IMMUNITY - COLORADO

St. Vrain Valley School District RE-1J v. Loveland by and through Loveland

Supreme Court of Colorado - May 22, 2017 - P.3d - 2017 WL 2224368 - 2017 CO 54

Student, who was injured in fall while using zip line apparatus on public school playground, and her parents filed personal injury action against school district.

The District Court dismissed claims as being barred by Colorado Governmental Immunity Act (CGIA). Student and parents appealed. The Court of Appeals affirmed in part, reversed in part, and remanded. On certiorari review, the Supreme Court affirmed and remanded. On remand, the trial court granted district’s motion to dismiss. Students and parents appealed. The Court of Appeals affirmed in part, reversed in part, and remanded. Student and parents sought certiorari review, which was granted.

The Supreme Court of Colorado held that:

A non-negligently constructed and maintained piece of playground equipment cannot be a “dangerous condition” under the Colorado Governmental Immunity Act (CGIA) recreation-area waiver, depriving a public entity of immunity in actions for injuries from a dangerous condition of a public facility located in a recreation area.

Student, who was injured in fall from zip line apparatus on public school playground, and her parents failed to demonstrate that there was a physical defect in the construction or maintenance of the apparatus, and thus student and parents failed to establish that zip line was “dangerous condition” warranting waiver of school district’s sovereign immunity under recreation-area exception of Colorado Governmental Immunity Act (CGIA) depriving a public entity of immunity in actions for injuries from a dangerous condition of a public facility located in a recreation area.

For waiver of immunity under Colorado Governmental Immunity Act (CGIA) for injuries resulting from a dangerous condition, the physical condition of the public facility or use thereof must be a physical defect caused by some negligent act or omission of the public entity in constructing or maintaining the facility; abrogating Longbottom v. State Board of Community Colleges & Occupational Education, 872 P.2d 1253, and Hendricks ex rel. Martens v. Weld County School District No. 6, 895 P.2d 1120.

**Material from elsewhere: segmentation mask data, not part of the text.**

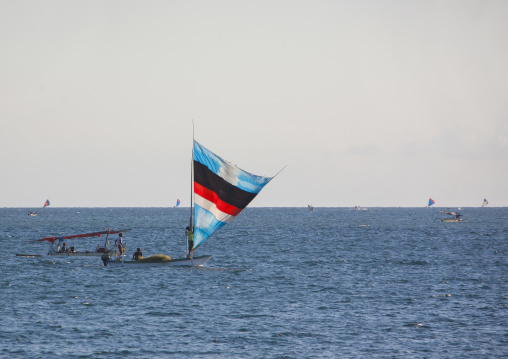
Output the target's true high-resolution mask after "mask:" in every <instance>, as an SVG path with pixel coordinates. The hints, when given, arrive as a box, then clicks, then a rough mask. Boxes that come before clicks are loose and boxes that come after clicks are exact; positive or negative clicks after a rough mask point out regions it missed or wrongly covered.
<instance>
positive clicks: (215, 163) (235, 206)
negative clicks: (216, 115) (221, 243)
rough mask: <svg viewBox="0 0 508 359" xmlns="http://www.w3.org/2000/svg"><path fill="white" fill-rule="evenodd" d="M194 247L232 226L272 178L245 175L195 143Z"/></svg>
mask: <svg viewBox="0 0 508 359" xmlns="http://www.w3.org/2000/svg"><path fill="white" fill-rule="evenodd" d="M193 160H194V171H193V173H194V245H193V248H194V249H196V248H197V247H199V246H200V245H201V244H203V243H204V242H205V241H206V240H207V239H208V238H209V237H210V236H212V235H213V234H214V233H216V232H217V231H218V230H219V229H221V228H222V227H223V226H225V225H226V224H227V223H229V222H231V221H232V220H233V219H234V218H235V217H236V216H237V215H238V214H239V213H240V212H241V211H242V210H243V209H244V208H245V207H247V205H248V204H249V203H250V202H251V201H252V200H253V199H254V198H255V197H256V195H257V194H258V193H259V192H260V191H261V190H262V189H263V187H264V186H265V185H266V184H267V183H268V182H270V180H271V179H272V178H273V177H263V176H257V175H254V174H251V173H249V172H246V171H244V170H242V169H240V168H238V167H236V166H234V165H233V164H231V163H229V162H227V161H225V160H223V159H222V158H220V157H219V156H217V155H216V154H214V153H213V152H211V151H210V150H208V149H206V148H205V147H203V146H202V145H200V144H199V143H198V142H196V141H194V159H193Z"/></svg>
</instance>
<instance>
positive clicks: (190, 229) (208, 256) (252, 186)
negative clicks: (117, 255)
mask: <svg viewBox="0 0 508 359" xmlns="http://www.w3.org/2000/svg"><path fill="white" fill-rule="evenodd" d="M192 153H193V154H192V160H193V161H192V168H191V213H190V225H189V227H187V235H188V240H187V241H186V242H187V256H186V257H184V258H176V259H175V258H171V256H167V255H161V254H158V255H152V256H149V257H146V258H142V259H140V260H137V261H131V260H123V258H121V257H115V256H112V257H111V260H110V261H109V264H114V265H122V266H141V265H148V266H156V265H172V266H176V265H178V266H182V265H183V266H203V265H204V264H205V263H206V262H207V261H208V260H209V259H210V258H212V256H211V255H202V256H197V257H195V256H194V251H195V250H196V249H197V248H198V247H199V246H201V245H202V244H204V243H205V241H206V240H207V239H208V238H210V237H211V236H212V235H213V234H215V233H216V232H217V231H218V230H220V229H221V228H222V227H224V226H225V225H226V224H228V223H229V222H231V221H232V220H233V219H234V218H235V217H236V216H237V215H238V214H239V213H240V212H241V211H242V210H243V209H244V208H245V207H247V205H248V204H249V203H250V202H251V201H252V200H253V199H254V198H255V197H256V196H257V195H258V193H259V192H260V191H261V190H262V189H263V187H264V186H265V185H267V184H268V182H270V181H271V180H272V178H273V177H263V176H257V175H254V174H251V173H248V172H246V171H244V170H242V169H240V168H238V167H236V166H235V165H233V164H231V163H229V162H227V161H225V160H223V159H222V158H220V157H219V156H217V155H216V154H214V153H213V152H211V151H210V150H208V149H207V148H205V147H203V146H202V145H201V144H199V143H198V142H197V141H194V146H193V151H192ZM274 177H275V176H274ZM191 239H192V241H191ZM104 265H108V262H107V261H105V262H104Z"/></svg>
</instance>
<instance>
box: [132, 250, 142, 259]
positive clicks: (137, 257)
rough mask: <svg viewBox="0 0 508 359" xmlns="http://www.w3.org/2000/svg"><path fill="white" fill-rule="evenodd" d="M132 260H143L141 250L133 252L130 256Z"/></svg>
mask: <svg viewBox="0 0 508 359" xmlns="http://www.w3.org/2000/svg"><path fill="white" fill-rule="evenodd" d="M132 259H134V260H135V261H137V260H140V259H143V253H142V252H141V248H138V250H137V251H136V252H134V254H133V255H132Z"/></svg>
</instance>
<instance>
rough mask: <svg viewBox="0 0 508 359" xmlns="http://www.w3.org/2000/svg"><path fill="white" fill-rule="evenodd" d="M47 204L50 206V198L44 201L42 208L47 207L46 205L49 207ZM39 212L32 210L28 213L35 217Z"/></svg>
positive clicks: (29, 215) (30, 214) (31, 215)
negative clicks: (48, 206)
mask: <svg viewBox="0 0 508 359" xmlns="http://www.w3.org/2000/svg"><path fill="white" fill-rule="evenodd" d="M47 206H49V199H47V200H46V202H44V205H43V206H42V208H45V207H47ZM38 214H39V213H37V212H36V211H30V212H28V215H29V216H32V217H35V216H37V215H38Z"/></svg>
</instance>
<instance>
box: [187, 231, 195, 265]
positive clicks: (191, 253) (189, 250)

School district’s alleged negligence in constructing inherently dangerous zip line apparatus on school playground was not dangerous condition for which immunity was waived under Colorado Governmental Immunity Act (CGIA) recreation-area waiver, in negligence action by student and parents following student’s fall from apparatus, but rather constituted claim about negligent design of playground precluded under CGIA provision stating that dangerous condition would not exist solely because design of any facility was inadequate.